The evidence at the hearing also showed that $4,080.37 was overdue on the mortgage loan and that $2,198.13 was overdue on the home equity loan. The Supreme Court directed the wife to immediately pay those outstanding amounts out of certain funds being held by her attorney in escrow. In this regard, pursuant to a stipulation of the parties, certain vehicles the parties possessed were sold, and after the proceeds of the sales were used to reinstate the home equity loan, which had been in default, the remainder of the proceeds were held by the wife's attorney in escrow.

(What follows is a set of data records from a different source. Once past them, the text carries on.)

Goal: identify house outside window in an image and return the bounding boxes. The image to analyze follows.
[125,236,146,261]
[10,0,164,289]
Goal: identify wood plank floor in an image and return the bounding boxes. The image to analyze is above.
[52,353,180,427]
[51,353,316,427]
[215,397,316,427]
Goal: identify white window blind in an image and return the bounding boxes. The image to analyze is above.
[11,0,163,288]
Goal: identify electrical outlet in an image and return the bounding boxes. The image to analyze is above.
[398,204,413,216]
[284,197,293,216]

The Supreme Court also directed that the husband would be purged of his contempt if, by a particular date, he "directly" paid the wife the sum of $8,528.50. That amount represented an award of an attorney's fee of $2,000, a fine of $250, the $4,080.37 that was overdue on the mortgage loan, and the $2,198.13 that was overdue on the home equity loan. Although the Supreme Court properly directed that the husband pay the wife the award of an attorney's fee and the fine, because the issue of equitable distribution had not yet been decided, the Supreme Court should have required the husband to pay the $4,080.37 and the $2,198.13, i.e., the sum of $6,278.50, back into the escrow account. However, the parties acknowledge that during the pendency of the appeal, the husband has, in accordance with the terms of the order appealed from, paid the wife the total sum of $8,528.50. Therefore, the wife, who is entitled to retain the sum of $2,250, representing the award of an attorney's fee and the fine, is directed, within 30 days after service upon her of a copy of this decision and order, to pay her attorney the sum of $6,278.50 for placement in the attorney's escrow account.
The husband's remaining contentions are without merit.
FISHER, J.P., FLORIO, COVELLO and DICKERSON, JJ., concur.